Current mirror load in a LTP

[Dan Moos]

How does using a current mirror as a load for a LTP double the gm of the stage?

Lets say the LTP has a 2mA tail current source. I can see how the mirror would balance the two halves during quiescent conditions, but I've read that the mirror will double the transconductance of the stage. How? In Bob Cordell's book he talks about how in the simpler resistance loaded LTP, the gain of the inverting half is being thrown away, but anyway I think about it, the two sides are still juggling the same 2 mA back and forth.

Any thoughts?

 

[DF96]

The transconductance of an LTP is differential: half from each side. This is because the input signal voltage is differential: half to each side. A current mirror takes the signal current from one side and presents it at the collector of the other side. You thus get the whole signal current: half from one collector, half (via the current mirror) from the other collector.

Whether you call this 'doubling gm' or 'avoiding halving gm' is a matter of semantics.

 

[Bonsai]

If you use resistive loading, a large portion of the LTP current is shunted away from the TIS input. As DF96 says, this halves the gm. The slew rate for mirror loaded LTPs is double that is resistor loaded types as a result as well.

 

[Dan Moos]

Ok, I spent a bunch of time with SPICE and I think I have it, but I would like a double check.
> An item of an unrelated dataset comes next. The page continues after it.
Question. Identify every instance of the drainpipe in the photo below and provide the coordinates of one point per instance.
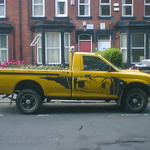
(20, 28)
Take a LTP with 2mA of tail current and a mirror for a load. With no signal present, the input side of the mirror ensures that the other side has the same current and 1mA flows through both sides.

Now take positive swing at the input (I had the other sides base grounded for my simulations). Being a PNP transistor, the positive swing causes less current to flow in that side and that much more to flow in the other side. The current on the unused side of the LTP goes up and the mirror programs the other side to be able to sink that much more current.

Then on a negative input swing, the side receiving the signal draws more current, the opposite side draws that much less, and by way of the mirror, the side being used sinks that much less and instead the extra is used to drive the VAS.

Am I getting it?

As an aside, when I remove the feed back loop, the current from the IPS is a perfect sine wave, but the voltage is horribly distorted. Is this caused by the change of the VAS transistor's re' with current swing, and thus the fact that the load for the IPS is constantly changing? I guess I knew that would be the case but underestimated the sevarity. It is pretty amazing that NFB cleans that up so much!

I plan to start playing with different VAS topologies next, but want to fully understand this current mirror stuff first.